Ma il ricordo più forte è legato a quando l’andavamo a trovare a casa. Visse in affitto in un appartamento in centro storico a Senigallia, prima con la sorella e dopo la sua scomparsa, da sola. Si trovava in un vecchio palazzo del 1600 che conservava tutto lo scandire del tempo. Suonavi al citofono e dopo parecchio, sempre se era in casa, la sua vocina curiosa e fanciullesca, veniva a rispondere. Passati per l’enorme portone, la gigantesca scala barocca, in un gioco di imbuti sempre più stretti, si entrava nel suo mondo. Una piccola porta con la finestrella usata come spioncino, era l’ingresso che conduceva ad uno stretto corridoio in cui i muri erano tappezzati di libri e riviste fino al soffitto. Un rimando al suo lavoro da maestra, erano i festoni di carta che costruiva e appendeva in base alla stagione e alla festa da celebrare. Catene di stelle filanti, mascherine, pulcini, pupazzi di neve.. ad inebriarci intanto, c’era il profumo di erbe aromatiche e caffè. Sulla sinistra l’accesso alla cucina, una vecchia stanza in cui forno e fuochi si trovavano inglobati in una grande muratura rifinita da piastrelle in ceramica azzurra. Niente di questo ovviamente veniva utilizzato, bensì usato come libreria per contenere altre montagne di pubblicazioni. In un angolo sotto la finestra, un fornellino improvvisato per i piatti vegetariani che preparava e che ricorderemo sempre, il suo preferito era l’insalata di finocchio e arance. Immancabile la moca, sua più cara e intima amica. In quel luogo spesso la si trovava impegnata a dare ripetizioni gratis a ragazzini con difficoltà economiche.

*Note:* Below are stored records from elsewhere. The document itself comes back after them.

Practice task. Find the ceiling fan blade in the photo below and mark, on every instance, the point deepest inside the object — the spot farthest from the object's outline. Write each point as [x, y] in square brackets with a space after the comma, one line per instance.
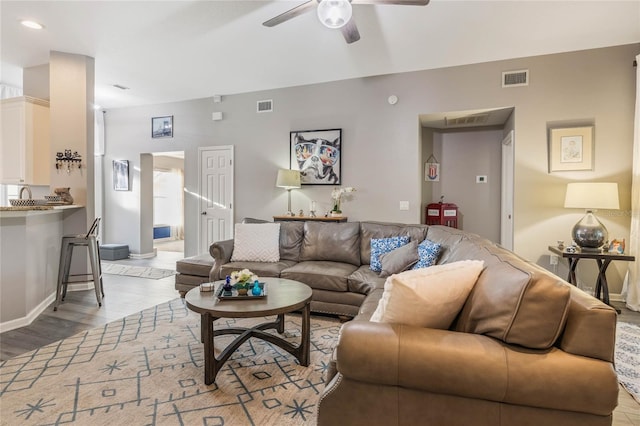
[350, 31]
[397, 2]
[292, 13]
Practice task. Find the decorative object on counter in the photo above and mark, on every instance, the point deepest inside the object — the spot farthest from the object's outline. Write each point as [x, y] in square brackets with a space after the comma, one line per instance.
[207, 286]
[589, 233]
[617, 246]
[121, 175]
[432, 169]
[336, 198]
[162, 127]
[316, 153]
[68, 160]
[288, 179]
[64, 195]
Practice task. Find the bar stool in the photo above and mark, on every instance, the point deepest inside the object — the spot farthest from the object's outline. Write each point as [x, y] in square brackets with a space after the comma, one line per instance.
[69, 242]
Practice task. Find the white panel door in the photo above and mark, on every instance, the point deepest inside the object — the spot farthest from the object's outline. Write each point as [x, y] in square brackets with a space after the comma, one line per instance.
[216, 195]
[506, 219]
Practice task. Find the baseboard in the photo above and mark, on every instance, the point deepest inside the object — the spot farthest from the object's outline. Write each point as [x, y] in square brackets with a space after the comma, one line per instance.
[30, 317]
[616, 297]
[144, 255]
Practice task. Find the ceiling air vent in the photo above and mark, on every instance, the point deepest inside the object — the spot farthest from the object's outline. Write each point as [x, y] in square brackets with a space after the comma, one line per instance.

Non vogliamo dilungarci ancora, solo dire di quante donne dietro la soglia delle nostre case, hanno amato appassionatamente non importa se persone o ideali, fatto sta che giorno dopo giorno, con le loro azioni più o meno eclatanti, hanno cercato di propagare l’onda prodotta dal sasso che esse stesse hanno lanciato nello stagno.